But a very common question that people ask of recreational sport coaches is
some variation of "I don't think I'm fit enough to even do this yet, what
should I do to get ready for it?" And unless you already have a serious
medical condition, the answer is almost always "Just show up and give it a
try."

Most people don't realize this, but even if you're overweight, slow and weak,
you don't need to put yourself through a "training montage" in order to
prepare for a sport. The best way to get in shape for a a particular sport, is
just to start playing that sport. Just ease into it volume/intensity-wise as
appropriate for your level of fitness.

------
kyro
Exercise is a source of confidence, motivation, and resilience -- a free and
unlimited source. So not only will it benefit you, but keeping yourself
physically and mentally healthy will likely increase the chances of your
startup succeeding. I say that because people often feel, including me, that
exercise comes at the cost of productivity, when in fact it multiplies it.

------
bfe
I realized the limiting factor in my performance is not time, it's mental
energy.

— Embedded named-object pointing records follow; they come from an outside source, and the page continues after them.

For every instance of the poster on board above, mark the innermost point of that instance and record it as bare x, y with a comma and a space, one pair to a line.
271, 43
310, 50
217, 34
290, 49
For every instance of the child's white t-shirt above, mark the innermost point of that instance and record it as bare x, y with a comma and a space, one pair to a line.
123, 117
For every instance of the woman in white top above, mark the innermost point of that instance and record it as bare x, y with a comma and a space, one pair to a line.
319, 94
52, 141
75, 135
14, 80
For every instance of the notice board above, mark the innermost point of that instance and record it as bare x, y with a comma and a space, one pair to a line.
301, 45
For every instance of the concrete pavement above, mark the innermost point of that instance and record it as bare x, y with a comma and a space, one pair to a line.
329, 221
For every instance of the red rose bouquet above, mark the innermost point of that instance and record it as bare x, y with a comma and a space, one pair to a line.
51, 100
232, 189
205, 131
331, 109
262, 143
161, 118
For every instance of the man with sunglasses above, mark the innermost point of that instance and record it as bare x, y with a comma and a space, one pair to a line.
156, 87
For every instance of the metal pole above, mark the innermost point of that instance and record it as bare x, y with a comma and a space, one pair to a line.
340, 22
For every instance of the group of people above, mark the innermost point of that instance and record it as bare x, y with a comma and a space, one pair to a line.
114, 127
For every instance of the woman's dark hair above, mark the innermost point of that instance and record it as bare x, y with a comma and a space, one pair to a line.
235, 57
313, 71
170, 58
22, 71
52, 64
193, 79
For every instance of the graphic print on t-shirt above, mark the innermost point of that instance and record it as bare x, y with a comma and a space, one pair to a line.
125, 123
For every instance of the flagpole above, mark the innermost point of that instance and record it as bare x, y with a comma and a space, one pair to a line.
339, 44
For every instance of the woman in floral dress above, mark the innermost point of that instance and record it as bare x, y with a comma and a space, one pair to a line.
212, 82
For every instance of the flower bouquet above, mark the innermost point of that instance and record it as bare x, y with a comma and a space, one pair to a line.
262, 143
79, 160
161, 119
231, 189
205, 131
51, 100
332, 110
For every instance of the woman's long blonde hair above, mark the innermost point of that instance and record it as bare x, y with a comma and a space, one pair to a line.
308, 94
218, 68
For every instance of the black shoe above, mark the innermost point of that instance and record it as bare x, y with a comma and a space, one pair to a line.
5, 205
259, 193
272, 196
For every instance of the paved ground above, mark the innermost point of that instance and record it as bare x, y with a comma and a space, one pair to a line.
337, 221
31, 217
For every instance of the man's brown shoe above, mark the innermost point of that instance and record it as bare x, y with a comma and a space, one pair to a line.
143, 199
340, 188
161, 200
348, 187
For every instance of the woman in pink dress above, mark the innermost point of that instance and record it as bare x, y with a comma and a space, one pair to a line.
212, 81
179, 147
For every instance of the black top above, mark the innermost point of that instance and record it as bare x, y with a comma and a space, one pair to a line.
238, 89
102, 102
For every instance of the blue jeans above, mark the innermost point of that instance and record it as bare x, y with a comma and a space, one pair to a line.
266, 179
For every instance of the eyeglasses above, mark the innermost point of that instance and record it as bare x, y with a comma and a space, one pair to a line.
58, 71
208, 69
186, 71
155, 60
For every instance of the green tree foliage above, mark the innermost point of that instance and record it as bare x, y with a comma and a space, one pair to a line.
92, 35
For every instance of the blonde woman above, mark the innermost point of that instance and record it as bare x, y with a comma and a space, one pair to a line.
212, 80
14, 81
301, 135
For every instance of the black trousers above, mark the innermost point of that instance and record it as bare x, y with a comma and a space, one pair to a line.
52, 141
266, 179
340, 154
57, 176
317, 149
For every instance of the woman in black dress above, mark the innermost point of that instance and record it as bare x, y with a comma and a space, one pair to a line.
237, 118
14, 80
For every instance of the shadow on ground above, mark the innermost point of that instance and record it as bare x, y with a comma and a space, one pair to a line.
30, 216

Since I started running almost every day, the time it takes to run
more than makes up for itself in added mental energy.

And if you bring someone you need to talk with with you to run (or at least
walk) outdoors in the sunshine, it sometimes turns into a more focused
discussion than you might have had indoors at your usual places surrounded by
your laptops and phones.

------
yawgmoth
The fable here is that neglecting facets of your lifestyle has consequences.
Exercise tends to correlate heavily with consciously managing diet and mental
health.

I am thankful that someone as PG is a proponent of this sort of thing because
the state of workplace culture (in many places) is already unhealthy enough
(e.g. bagel Monday, pizza Friday, donut Wednesday, coupled with excessive
sitting and high caffeine consumption). We all could benefit from employers
who felt it a responsibility to keep their employees healthy (though the onus
is ultimately on individuals, of course).

------
dnautics
Actually I find that 7 minute workouts (which I heard about on hn) have vastly
improved my life in the past four months.... So thank you, HN.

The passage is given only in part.